Dear Knimers,
Suppose I have a table with 10 million rows of “XY - data”:
…and let’s say I want to remove the edges, rows x<100.0 and X > 999900.0. I could use a row filter:
This takes 16.1 seconds on my computer.
I can do the same thing using a Rule-based Row Filter (19.2 seconds) and a Java Snippet Row Filter (27.8 seconds).

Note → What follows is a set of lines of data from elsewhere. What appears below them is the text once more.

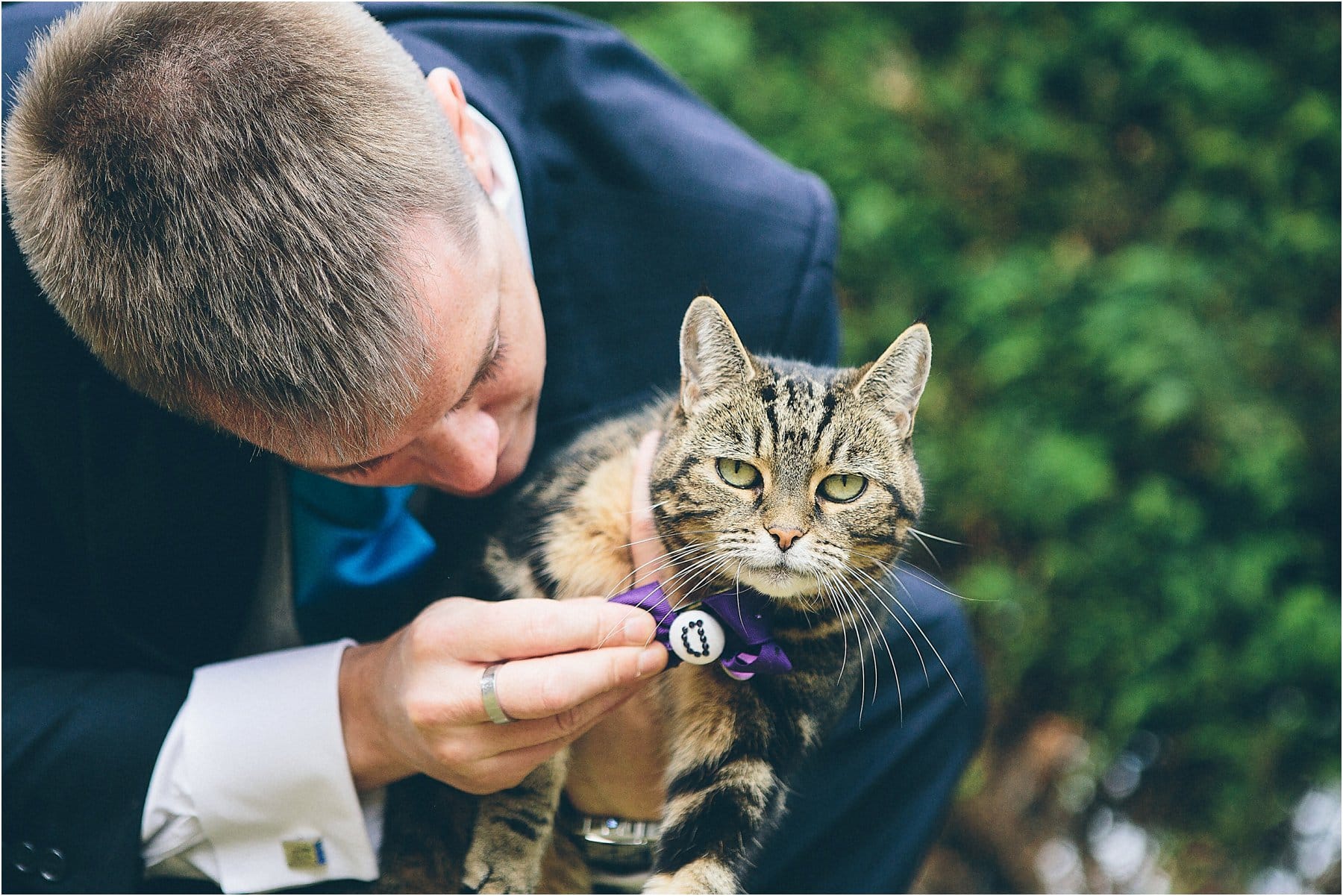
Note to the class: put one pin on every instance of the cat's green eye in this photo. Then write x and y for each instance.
(738, 473)
(842, 486)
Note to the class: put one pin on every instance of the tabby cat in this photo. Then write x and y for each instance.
(792, 480)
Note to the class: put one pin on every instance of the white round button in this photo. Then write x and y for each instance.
(698, 637)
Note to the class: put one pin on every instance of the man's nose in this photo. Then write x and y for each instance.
(461, 453)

I could also combine all the rows into a pair of lists:
In that case I could slice the data using a Java Snippet:
int l = c_X.length;
int num = 0;
for(int t=0; t<l; t++) {
num += ((c_X[t] >= 100.0) && (c_X[t] <= 999900.0)) ? 1 : 0;
}
Double[] Xresult = new Double[num];
Double[] Yresult = new Double[num];
int u = 0;
for(int t=0; t<l; t++) {
if ((c_X[t] >= 100.0) && (c_X[t] <= 999900.0)) {
Xresult[u] = c_X[t];
Yresult[u] = c_Y[t];
u++;
}
}
out_X = Xresult;
out_Y = Yresult;
Significantly faster: 5.7 seconds. The risk with this method is that it is very easy to slice the two lists differently by mistake, so that the user ends up with two inconsistent lists without noticing. I tried to avoid that by making a list of XY pairs, but I did not succeed into using such a list in a Java snippet (unsupported column type).

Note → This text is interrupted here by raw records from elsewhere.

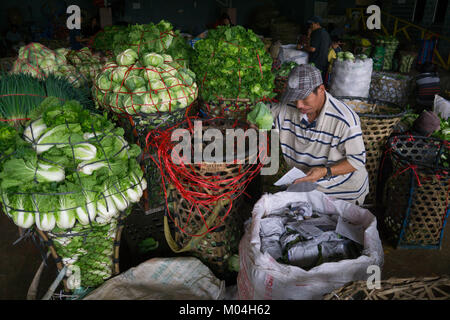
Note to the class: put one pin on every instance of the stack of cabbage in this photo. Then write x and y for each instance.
(232, 63)
(86, 63)
(351, 76)
(69, 170)
(40, 61)
(159, 38)
(147, 83)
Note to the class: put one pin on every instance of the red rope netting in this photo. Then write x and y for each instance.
(202, 192)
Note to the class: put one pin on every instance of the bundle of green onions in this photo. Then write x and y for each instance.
(39, 61)
(20, 94)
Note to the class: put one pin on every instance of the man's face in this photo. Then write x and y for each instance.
(311, 103)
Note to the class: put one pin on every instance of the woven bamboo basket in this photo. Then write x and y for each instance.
(378, 119)
(49, 241)
(393, 87)
(416, 213)
(425, 288)
(236, 109)
(223, 218)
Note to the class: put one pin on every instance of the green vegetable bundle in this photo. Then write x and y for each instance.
(159, 38)
(87, 64)
(261, 116)
(68, 166)
(39, 61)
(231, 63)
(21, 93)
(285, 69)
(144, 83)
(88, 253)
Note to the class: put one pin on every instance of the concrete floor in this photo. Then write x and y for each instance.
(19, 263)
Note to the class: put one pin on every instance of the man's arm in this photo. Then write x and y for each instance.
(317, 173)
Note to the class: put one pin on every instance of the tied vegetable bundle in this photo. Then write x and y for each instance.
(159, 38)
(231, 63)
(144, 83)
(21, 93)
(39, 61)
(87, 252)
(68, 167)
(87, 64)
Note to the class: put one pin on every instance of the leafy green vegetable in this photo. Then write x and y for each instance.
(261, 116)
(232, 62)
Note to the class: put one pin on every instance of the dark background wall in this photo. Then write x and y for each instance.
(187, 15)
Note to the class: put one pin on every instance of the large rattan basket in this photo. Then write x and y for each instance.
(416, 192)
(378, 119)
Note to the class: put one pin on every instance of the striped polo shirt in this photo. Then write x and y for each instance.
(334, 135)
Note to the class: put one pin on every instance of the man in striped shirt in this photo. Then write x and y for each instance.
(321, 136)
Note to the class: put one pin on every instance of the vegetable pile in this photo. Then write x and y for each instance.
(68, 166)
(159, 38)
(348, 56)
(285, 69)
(144, 83)
(22, 93)
(261, 116)
(39, 61)
(70, 173)
(87, 251)
(86, 63)
(390, 44)
(231, 63)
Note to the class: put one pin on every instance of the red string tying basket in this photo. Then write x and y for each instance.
(205, 195)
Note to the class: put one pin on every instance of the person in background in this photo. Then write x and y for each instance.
(318, 46)
(335, 48)
(428, 85)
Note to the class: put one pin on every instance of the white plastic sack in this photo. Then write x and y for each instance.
(441, 106)
(351, 79)
(262, 277)
(290, 53)
(181, 278)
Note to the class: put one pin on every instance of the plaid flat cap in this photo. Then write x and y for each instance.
(302, 80)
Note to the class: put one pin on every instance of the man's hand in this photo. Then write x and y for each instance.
(313, 175)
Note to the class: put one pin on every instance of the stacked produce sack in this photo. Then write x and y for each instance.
(71, 174)
(86, 63)
(40, 61)
(351, 76)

Now, let’s try the same slice within pure Python with a Pandas dataframe. This only takes 0.5 seconds:
tm1 = time.time()
df = df[(df['X']>=100.0) & (df['X']<=999900.0)]
tm2 = time.time()
print(tm2-tm1)
Using the exact same Python code in a Python Script node in Knime takes 152 seconds.
Changing to the new columnar table backend changes the execution times a bit, but not spectacularly:
Row filter: 13.5 s
Rule-based row filter: 12.5 s
Java snippet Row Filter: 22.0 s
Using a pair of lists and a Java Snippet: 9.8 s
Using a Python Script node: 156 s
Interestingly, using a pair of Lists has become significantly worse.
Knime 4.3.3 on Ubuntu 20.04, Intel i7-10710U (12) @ 2.000GHz, 64 GB RAM, -Xmx24576m, -Dorg.knime.container.cellsinmemory=25000000
Cheers
Aswin